Worried that he was going to seriously harm himself, Mrs Phinn approached the pupil to try to calm him down. However, when she did so, the pupil attempted to bite our client, causing her to jump abruptly away. The pupil then proceeded to stand and swing his rucksack around, striking our client on the neck and shoulder.
Our client went to see her GP the day following the incident, and she was given painkillers for the injury to her neck and shoulder. Our client was off work for one week but didn't sustain any loss of earnings during this time.
When she returned to work, however, she still felt pain in her neck and shoulder. She visited the People Asset Management group, who recommended she undertake physiotherapy. In addition to her physical injuries, the incident also caused her a great deal of anxiety and stress.
Our client was off work for one week but didn't sustain any loss of earnings during this time. She also required help with the housework and shopping.
Mrs Phinn instructed Thompsons' work accident solicitors through her union, UNISON. We intimated a claim to the defender on the basis of common law with reference to Management of Health & Safety at Work Regulations 1999.
There was no excuse for Mrs Phinn's employer not to have been fully aware that the pupil's behaviour was problematic, as there was a long documented history of similar behaviour on buses.

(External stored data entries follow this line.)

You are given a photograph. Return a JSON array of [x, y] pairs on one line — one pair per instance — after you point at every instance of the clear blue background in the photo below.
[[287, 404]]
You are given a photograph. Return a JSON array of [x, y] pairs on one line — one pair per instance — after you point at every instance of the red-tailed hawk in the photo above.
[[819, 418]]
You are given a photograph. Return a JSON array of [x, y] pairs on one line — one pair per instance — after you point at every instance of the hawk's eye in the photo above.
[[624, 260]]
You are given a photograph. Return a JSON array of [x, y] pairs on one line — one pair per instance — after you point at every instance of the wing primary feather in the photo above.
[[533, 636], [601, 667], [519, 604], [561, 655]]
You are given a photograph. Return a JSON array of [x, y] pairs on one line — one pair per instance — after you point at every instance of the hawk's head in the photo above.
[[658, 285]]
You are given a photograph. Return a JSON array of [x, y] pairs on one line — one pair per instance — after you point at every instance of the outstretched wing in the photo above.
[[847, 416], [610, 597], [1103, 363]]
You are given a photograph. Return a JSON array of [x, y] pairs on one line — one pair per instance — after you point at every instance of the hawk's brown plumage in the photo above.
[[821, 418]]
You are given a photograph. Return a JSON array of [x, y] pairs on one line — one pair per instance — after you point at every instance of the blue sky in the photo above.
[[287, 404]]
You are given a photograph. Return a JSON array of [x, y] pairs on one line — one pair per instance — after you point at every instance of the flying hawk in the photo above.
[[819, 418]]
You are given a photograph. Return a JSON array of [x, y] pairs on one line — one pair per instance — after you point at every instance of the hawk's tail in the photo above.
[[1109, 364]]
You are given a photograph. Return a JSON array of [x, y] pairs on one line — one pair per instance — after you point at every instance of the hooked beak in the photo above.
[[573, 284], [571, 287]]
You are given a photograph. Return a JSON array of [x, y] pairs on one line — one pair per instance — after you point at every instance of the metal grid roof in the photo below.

What's more, Mrs Phinn was not provided with key information that could have prevented her injury. Usually, when a new pupil is transferred onto another bus, the bus escort should be provided with documentation informing them of any potential risks the pupil's behaviour could pose. No such documentation was given to Mrs Phinn prior to the incident, even though it did exist. Only after the incident did our client find out that there was a risk assessment warning of the pupil's reactions to loud noises and his tendency to strike his head. The same risk assessment also stated that staff should have been provided with bite sleeves and that they shouldn't try to stop him hitting his head because of the risk of being bitten.
Obviously, had Mrs Phinn been provided with this information, she would have handled the situation differently and lessened the risk of being bitten. By not providing Mrs Phinn with the appropriate risk assessment known, her employer was in violation of the Management of Health and Safety at Work Regulations 1999.
Despite all this, in August 2017 the case was settled without admission of liability, with the defender offering our client a compensation award in the sum of £5,000 for her neck and shoulder injuries.